With Fitch Ratings forecasting significant liquidity pressures in 2025 and 2026, Ghana is facing increasing economic challenges.
The country’s interest-to-revenue ratio is expected to reach 29 percent and 30 percent, nearly double the average of 16 percent for other emerging African markets.
Economist Dr. Peter Terkper has underscored the serious consequences of these projections, pointing out that Ghana’s high debt levels and history of defaults have heightened its risk profile, resulting in higher borrowing costs.
While Fitch acknowledges the government’s efforts at fiscal consolidation, the agency has emphasized the urgent need for substantial reforms to stabilize the economy and manage its growing debt burdens.

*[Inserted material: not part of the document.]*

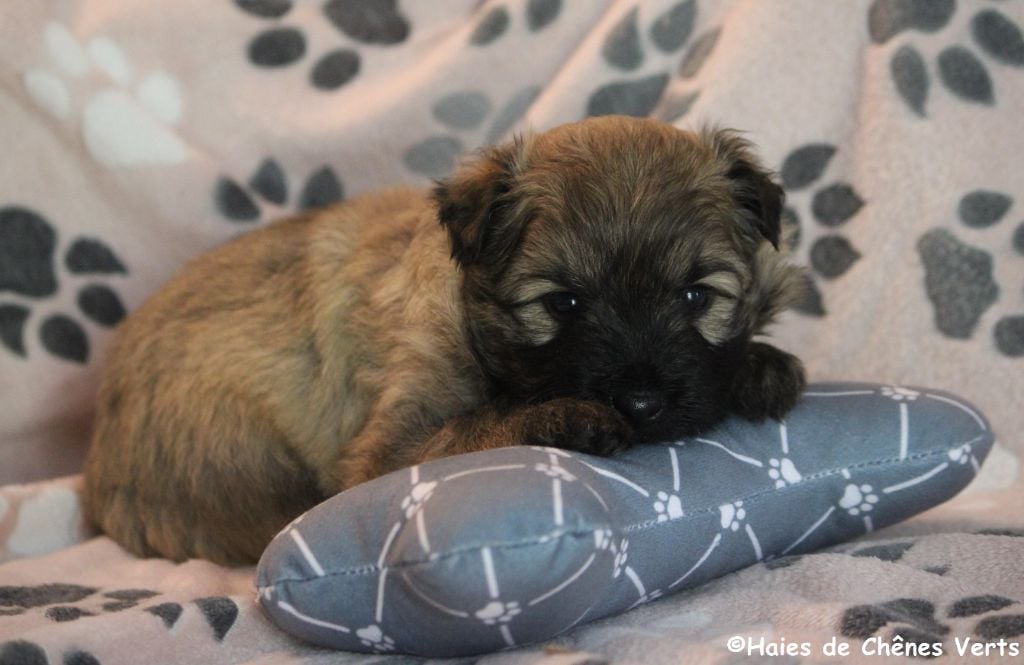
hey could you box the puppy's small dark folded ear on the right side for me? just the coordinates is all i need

” They are talking about interest revenue ratio estimated at 29 in 2025 and 30% in 2026. Now, when they look at the sovereign ratings, average within Africa. They are saying that this is around 16, so you are going to pay more than double what you are supposed to pay or you are going to pay about half of what you are supposed to pay.

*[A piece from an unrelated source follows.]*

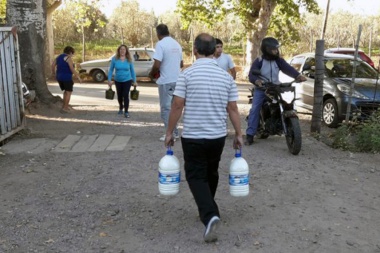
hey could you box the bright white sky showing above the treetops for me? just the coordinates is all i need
[101,0,380,17]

“What it means is that, if you are earning thousand cedis every month, you are going to spend three hundred to pay your debts, then the seven hundred cedis is what you are going to live on. So there will be pressure if your income doesn’t go up. And so when your interest is increasing and your income is not, then there’s a challenge,” Dr. Terkper said.
Dr. Terkper continued, ” And that is where the real problem is that when Ghana had to default because you have defaulted, you have now become a high-risk country. So if anybody wants to give you money, they will charge you high interest because they don’t know what will happen.
So this is the reason why they are saying that our interest rate revenue ratio is estimated to be as high as 30%, in 2026 and 29% in 2025. So this is the reason your debt levels are high, you going to spend a lot to to borrow because of the risk profile that you have as a country.”